Meta-Analysis of Placebo Rates in Major Depressive Disorder Trials
Bibliographic record
Abstract
BACKGROUND: Placebo effects in major depressive disorder (MDD) have received much interest in the medical literature. However, few quantitative analyses have been done in homogeneous populations. OBJECTIVE: To determine efficacy rates for placebo in patients with MDD; to quantify the correlation between efficacy and publication year, as well as between placebo and drug response rates. DESIGN: Searching MEDLINE (1966-December 2000), EMBASE (1998-February 2001), HealthSTAR (1975-December 2000), and Cochrane (1980-December 2000) databases, randomized, placebo-controlled trials were retrieved including patients with MDD as defined by Diagnostic and Statistical Manual of Mental Disorders, 3rd and 4th editions criteria, Hamilton Rating Scale for Depression score >/=18 or Montgomery-Asberg Depression Rating Scale score >/=16, reporting successes as 50% decreases in scores after 6-8 weeks of treatment. Response rates were summarized using a random effects meta-analysis for per protocol (PP) and intent-to-treat (ITT) results. RESULTS: We included 24 of 134 potential studies examining 4459 patients, 1786 on placebo and 2673 on an antidepressant. Placebo response rates were 45.5% (PP) and 26.9% (ITT). Correlations were significant between year and rates (PP rho 0.448, p = 0.042; ITT rho 0.557; p = 0.006), but not for active drugs. Placebo and drug rates were correlated (PP r 0.397, p = 0.020; ITT r 0.539; p = 0.002).
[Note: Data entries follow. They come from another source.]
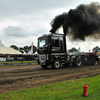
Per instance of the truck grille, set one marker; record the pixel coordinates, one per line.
(42, 59)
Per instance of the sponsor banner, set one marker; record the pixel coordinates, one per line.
(2, 59)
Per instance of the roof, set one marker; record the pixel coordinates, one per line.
(5, 50)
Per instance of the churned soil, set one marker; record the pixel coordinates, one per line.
(13, 78)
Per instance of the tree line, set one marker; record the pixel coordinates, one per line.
(25, 49)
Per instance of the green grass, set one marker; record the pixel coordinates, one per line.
(69, 90)
(18, 61)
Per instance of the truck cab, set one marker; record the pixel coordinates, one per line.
(52, 51)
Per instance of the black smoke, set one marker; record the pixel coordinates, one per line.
(84, 21)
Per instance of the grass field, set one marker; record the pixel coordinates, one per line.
(68, 90)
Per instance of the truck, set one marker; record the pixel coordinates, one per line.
(52, 51)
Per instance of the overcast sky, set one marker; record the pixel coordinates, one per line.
(23, 21)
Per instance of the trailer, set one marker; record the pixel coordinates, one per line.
(52, 51)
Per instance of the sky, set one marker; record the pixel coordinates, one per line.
(23, 21)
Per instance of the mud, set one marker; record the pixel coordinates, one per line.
(13, 78)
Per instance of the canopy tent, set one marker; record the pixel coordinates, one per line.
(6, 50)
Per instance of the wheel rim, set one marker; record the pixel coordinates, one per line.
(57, 64)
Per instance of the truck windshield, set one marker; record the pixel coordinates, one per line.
(43, 42)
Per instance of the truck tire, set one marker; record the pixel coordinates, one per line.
(56, 64)
(44, 66)
(77, 62)
(67, 65)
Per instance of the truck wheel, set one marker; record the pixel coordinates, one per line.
(44, 66)
(77, 62)
(56, 64)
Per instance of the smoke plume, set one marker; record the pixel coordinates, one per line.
(84, 21)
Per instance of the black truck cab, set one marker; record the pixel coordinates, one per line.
(52, 51)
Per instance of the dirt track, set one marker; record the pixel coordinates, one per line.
(17, 77)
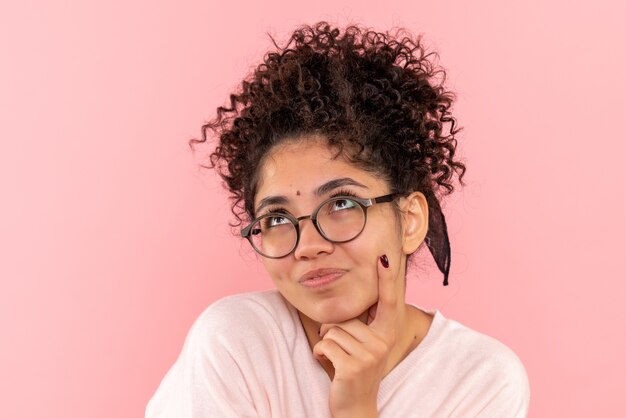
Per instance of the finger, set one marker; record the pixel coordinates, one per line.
(332, 351)
(386, 307)
(349, 343)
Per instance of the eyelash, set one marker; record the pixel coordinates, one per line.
(340, 192)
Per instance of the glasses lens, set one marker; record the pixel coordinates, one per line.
(341, 219)
(273, 235)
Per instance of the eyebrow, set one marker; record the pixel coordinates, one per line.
(320, 191)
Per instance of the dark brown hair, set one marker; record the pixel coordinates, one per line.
(380, 96)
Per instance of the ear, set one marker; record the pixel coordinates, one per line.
(414, 210)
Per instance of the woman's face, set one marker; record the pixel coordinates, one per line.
(295, 171)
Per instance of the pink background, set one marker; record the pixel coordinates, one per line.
(113, 241)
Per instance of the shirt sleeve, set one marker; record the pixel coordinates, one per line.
(513, 395)
(206, 381)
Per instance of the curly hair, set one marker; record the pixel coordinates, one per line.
(379, 98)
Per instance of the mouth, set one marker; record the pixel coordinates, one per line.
(320, 278)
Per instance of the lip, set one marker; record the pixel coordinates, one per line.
(321, 277)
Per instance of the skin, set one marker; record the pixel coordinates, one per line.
(359, 326)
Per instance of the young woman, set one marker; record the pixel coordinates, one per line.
(336, 150)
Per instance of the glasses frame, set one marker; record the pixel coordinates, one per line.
(364, 203)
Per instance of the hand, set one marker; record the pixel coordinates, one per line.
(359, 352)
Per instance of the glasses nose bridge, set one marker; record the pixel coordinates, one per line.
(313, 221)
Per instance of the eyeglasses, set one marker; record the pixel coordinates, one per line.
(338, 219)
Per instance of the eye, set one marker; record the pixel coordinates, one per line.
(342, 204)
(273, 221)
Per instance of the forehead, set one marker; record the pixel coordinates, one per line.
(295, 168)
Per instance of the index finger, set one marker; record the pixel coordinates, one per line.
(387, 299)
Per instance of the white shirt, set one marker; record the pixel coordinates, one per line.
(248, 356)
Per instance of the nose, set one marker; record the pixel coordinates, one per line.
(312, 244)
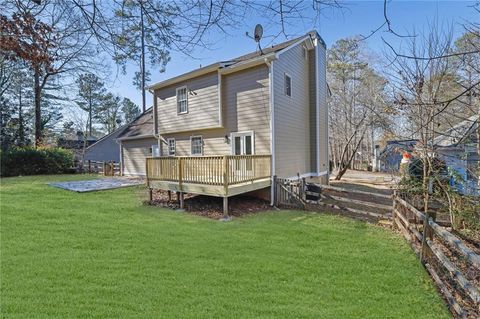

CONCLUSIONS: These placebo rates confirm those reported previously, but were from a homogeneous population. Although statistically significant, the correlation between drug and placebo rates was lower than others reported. During the study period, placebo rates increased linearly; active drugs did not. Correlations between placebo and drug response rates reflected moderate to strong effect sizes. We suggest that current methodology has been unsuccessful in achieving unbiased double-blind conditions not influenced by extra-trial factors, including time.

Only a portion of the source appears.